De mi propia pluma (IV)
Lc, 20; 28-40: Camino del sacrificio
Aquel día Jesús se levantó, y cuando ya estaba muy cerca de Jerusalén, en la ciudad de su querido amigo Lázaro, mandó a sus discípulos a buscar un asnillo joven, que aún no había sido montado.
Jesús se monta en el asno y va avanzando sobre él hasta la ciudad, que cada vez se distingue más cercana. Al principio, la multitud de discípulos no hace nada, solo avanza acompañándole, pero pronto empiezan a cantar, y arrancan las ramas de los arbustos que crecen a los lados del camino y empiezan a agitarlas como banderas de un ejército vencedor. El canto se hace cada vez más alto y algunos de ellos tiran sus mantos al suelo para que pase Jesús sobre ellos como si fuera la alfombra que se tiende al paso de un héroe. Presas de un entusiasmo cada vez más enfebrecido, los mismos que han dejado que el borriquillo pise sus mantos, su única posesión para muchos, y los manche los vuelven a coger y se adelantan al avance de Jesús y su jumento, para volver a colocar el manto en el suelo, para que él vuelva a pasar sobre su pobre prenda, así una y otra vez.

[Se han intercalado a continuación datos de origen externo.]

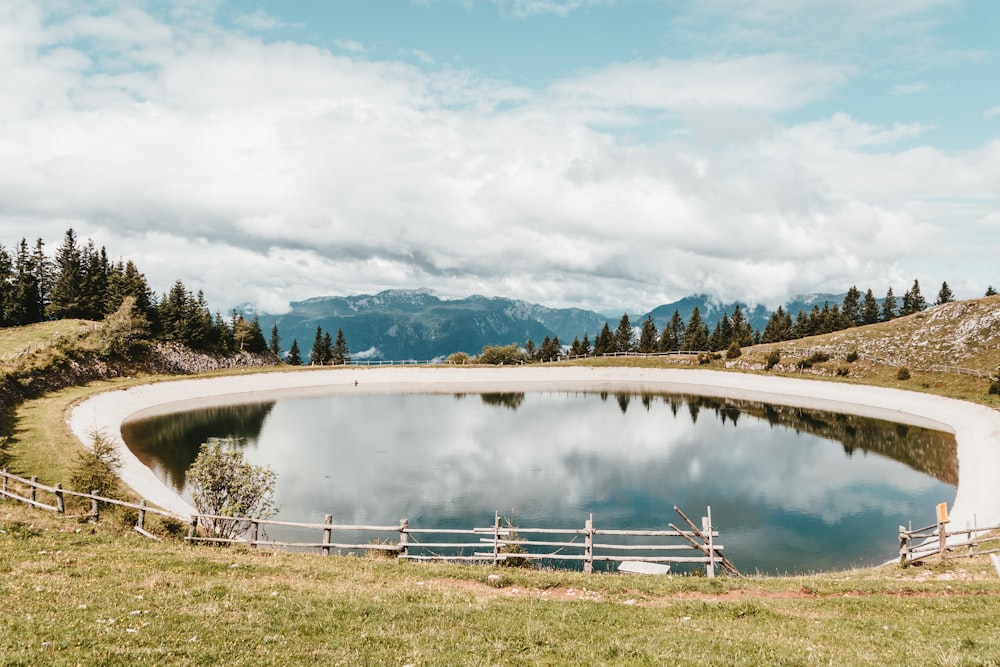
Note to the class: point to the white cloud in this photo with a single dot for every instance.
(910, 88)
(268, 172)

Jesús no dice nada, posiblemente está meditando. Ve la ciudad levantarse ya al alcance de la mano, es un día soleado de primavera y el sol cae sobre sus ojos haciéndole sudar ligeramente. Trinidad satellite map . La comitiva va subiendo la larga cuesta que asciende desde el monte de los olivos hasta el templo. El camino es de veras empinado, pero nadie parece estar cansado. Todos gritan, saltan, cantan. Los fariseos, envueltos en sus mantos negros, están escandalizados. Jesús es el único que permanece serio, sereno. Mira el camino que le lleva al templo, al alto templo donde tantas bestias y tanta sangre se ha vertido para aplacar los pecados. Posiblemente piensa que está subiendo al altar de su propio sacrificio.